Thornton v. Hook

36 Cal. 223 | Cal. | 1868

By the Court, Sanderson, J. :

It is not always easy to determine the precise point beyond which a cross examination should not be allowed to proceed. The general rules upon the subject are plain enough; but *228the difficulty lies in the just application of them to given cases. Thus it is well settled that a witness cannot be cross examined, if objection is made, except as to facts and circumstances connected with matters testified to by him on his direct examination. But it is sometimes difficult to say whether a given fact or circumstance is connected with a matter previously stated by him in the sense of this rule. If the broadest latitude be given to the rule, a cross examination might extend to the whole case, for all the facts of a case may be said to have a certain connection with each other. This rule is, therefore, qualified by another, which is equally well settled. It is, that a party who has not yet opened his own case cannot be allowed to introduce it by a cross examination of the witness of his adversary.
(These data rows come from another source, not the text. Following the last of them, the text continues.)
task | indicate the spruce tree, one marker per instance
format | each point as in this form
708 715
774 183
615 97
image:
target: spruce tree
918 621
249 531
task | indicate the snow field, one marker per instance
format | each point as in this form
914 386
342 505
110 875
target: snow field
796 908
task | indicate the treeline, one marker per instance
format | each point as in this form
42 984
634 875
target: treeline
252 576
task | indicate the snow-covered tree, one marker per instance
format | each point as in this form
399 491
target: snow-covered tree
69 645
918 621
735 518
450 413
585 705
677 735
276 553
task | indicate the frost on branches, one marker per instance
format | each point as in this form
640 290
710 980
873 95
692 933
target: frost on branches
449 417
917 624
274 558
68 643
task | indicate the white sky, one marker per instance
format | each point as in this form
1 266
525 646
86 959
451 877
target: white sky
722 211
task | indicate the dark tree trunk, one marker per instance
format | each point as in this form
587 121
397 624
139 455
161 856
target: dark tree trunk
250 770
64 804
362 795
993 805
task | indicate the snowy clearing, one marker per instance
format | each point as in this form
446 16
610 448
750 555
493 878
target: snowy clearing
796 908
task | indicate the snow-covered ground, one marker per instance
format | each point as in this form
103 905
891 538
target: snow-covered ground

In most cases, doubtless, guided by these rules, a Court will be able to prescribe with accuracy the limits to a cross examination; yet it frequently happens that both sides of a case stand, in part, upon common territory, or are founded in part upon the same or cognate facts. In such cases it is impossible to adhere strictly to the one rule without violating the other, for the question put may apply equally to new matter and to matter already stated, or at least it may be difficult to decide whether it does or does not. Of this class of cases the present is an example. The questions put to the witnesses Borland and Greer, on cross examination, had they been allowed by the Court, would, doubtless, have elicited matter connected with the plaintiff’s possession of the property in question, and therefore his title to it, within the meaning of the rule first noticed; but it is equally certain that the matter so elicited would have been connected with the defendant’s case within the meaning of the rule last noticed. Where such are the conditions, the course to be pursued must inevitably be left to the discretion of the Judge below, and his ruling cannot be regarded as a legitimate subject for a bill of exceptions. (Ellmaker v. Buckley, 16 S. and R. 72; Burke v. Miller, 7 Cush. 547, 550; 1 Greenl. Ev., Secs. 445, 446, 447.)

*229The instruction which was asked for by the defendant, to the effect that if the sale from the Bogarts to Nichols was void as against the creditors of the former, the plaintiff’s purchase from Nichols would be also void, unless it appeared that the plaintiff purchased without notice of the fraud in the sale from the Bogarts to Nichols, and for a valuable consideration; and that upon that question the burden of proof was upon the plaintiff; and further, that the relinquishment of an antecedent debt due from Nichols to the plaintiff, and a promise on the part of the plaintiff to pay a debt due from Nichols to Borland, evidenced by the plaintiff’s note to Borland, unpaid at the time the property in question was seized by the defendant, did not constitute a valuable consideration, does not present the law of the case, and was therefore properly refused by the Court. The maxim, nemo plus juris ad alium transferre potest, quam ipse habet, which lies at the foundation of this instruction, has, as we conceive, no application to this case. Had Nichols become the purchaser from the Bogarts through fraudulent representations, which would have vitiated the contract between them and rendered it null and void, and afterwards sold to the plaintiff, the instruction would have been in point. No title would hayo passed from the Bogarts to Nichols by reason of the fraud, and the latter, therefore, could have conveyed no title to the plaintiff. Having no title, the plaintiff would be compelled to show an equity superior to the title, or yield the goods to the holder of the title. His right to the goods would depend, not upon the title, but upon the ground that he purchased without notice of the fraud of his vendor, and for a valuable consideration, in which case his right to the goods would be considered superior to that of the first vendor; for, where one of two innocent persons must sustain a loss, equity will cast it upon him who contributed to that result.

The conditions are different in the present case. As between the. parties, the sale from the Bogarts to Nichols, and the sale from Nichols to the plaintiff, were both valid, and the title passed from the Bogarts to Nichols, and from *230Nichols to the plaintiff. The defendant’s claim is not, therefore, founded upon the groutid that the title is still in the Bogarts, as in the case supposed, but upon a provision of the Statute of Frauds, enacted for the security and protection of creditors, which, as to them, annuls a sale which has been made, although good as between the parties to it, if it appears to have been made with a certain intent. Whoever seeks the benefit of this provision confesses, as the statute itself assumes, that a sale of the goods has been made, but alleges that the sale was fraudulent as against him, and, to entitle him to recover, he must make good his allegation; the burden is upon him. He alleges fraud, and must prove it, or the statute will not disturb the sale nor the Courts interfere. The doctrine advanced in the instruction, as to the necessity for a valuable consideration, and as to what is a valuable consideration, is equally out of place. The Statute of Frauds does not annul a sale in favor of creditors solely upon the ground that it was not founded upon a valuable consideration.

Judgment affirmed.

Mr. Justice Crockett expressed no opinion.